Yesterday, the commission sent a letter to Attorney General Eric H. Holder Jr. demanding that Justice "fully cooperate," according to specific legal authority vested in the commission, with the commission's inquiry about why Justice dropped the case after it had already been won. The commission wrote that Justice's replies to earlier commission requests either are "overdue," have been "largely non-responsive" or have provided "none of the documents we requested."

A Sept. 9 letter from Justice to the commission said the commission should wait until Justice's own internal investigation of the matter is complete. But as Commission Chairman Gerald A. Reynolds wrote yesterday, "many aspects of the Commission's inquiry have no connection with the matter subject to [Justice's internal investigation]," and thus should not be delayed in any way. Among these broader inquiries are questions about Justice's "prior voting intimidation investigations," about whether dropping the Black Panther case "is consistent with departmental policy or practice in the past," whether dropping the current case "may encourage voter intimidation," and whether the Justice Department is properly enforcing the Voting Rights Act.

The subtext of this investigation is whether Mr. Holder is using civil rights laws to protect only citizens of color, while leaving everyone else unprotected. If so, then Mr. Holder, in effect, would be declaring open season on white voters while treating white citizens as somehow less equal than others. That would be racial discrimination, pure and simple.

Consider again the nature of the charges. The Black Panthers in question were videotaped standing in front of a polling place, nightstick in hand, in paramilitary garb, and were quoted multiple times using racial epithets and threatening language. The Panthers are deadly serious. At electionjournal.org, there is a National Geographic video clip of these same Black Panthers saying, "You want freedom, you're gonna have to kill some crackers. You're gonna have to kill some of they [sic] babies."
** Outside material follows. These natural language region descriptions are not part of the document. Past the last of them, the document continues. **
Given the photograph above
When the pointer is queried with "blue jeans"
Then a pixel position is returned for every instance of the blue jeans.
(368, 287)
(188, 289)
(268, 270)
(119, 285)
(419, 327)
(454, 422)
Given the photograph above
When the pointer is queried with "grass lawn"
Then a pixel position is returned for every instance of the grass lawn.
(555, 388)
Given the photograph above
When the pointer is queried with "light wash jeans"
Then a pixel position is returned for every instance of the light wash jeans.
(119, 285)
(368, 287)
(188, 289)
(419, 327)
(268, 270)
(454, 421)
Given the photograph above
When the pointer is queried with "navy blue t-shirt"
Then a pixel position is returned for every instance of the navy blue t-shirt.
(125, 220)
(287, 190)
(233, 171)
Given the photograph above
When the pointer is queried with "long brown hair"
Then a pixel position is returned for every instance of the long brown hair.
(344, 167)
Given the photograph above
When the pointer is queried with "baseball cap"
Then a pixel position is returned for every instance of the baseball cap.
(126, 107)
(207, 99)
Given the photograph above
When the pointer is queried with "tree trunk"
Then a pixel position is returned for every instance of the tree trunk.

One of these menaces is a local Democratic official and was a registered Democratic poll watcher on the day in question. Three days after the case was dropped against him, he again served as an official poll watcher for Democratic municipal elections in Philadelphia.

Rep. Frank R. Wolf, Virginia Republican, said in a floor speech yesterday that the Justice Department's dismissal of the case has "serious and dangerous consequences for future voter intimidation enforcement." The more Mr. Holder stonewalls, the more it looks as if he is trying to hide something noxious.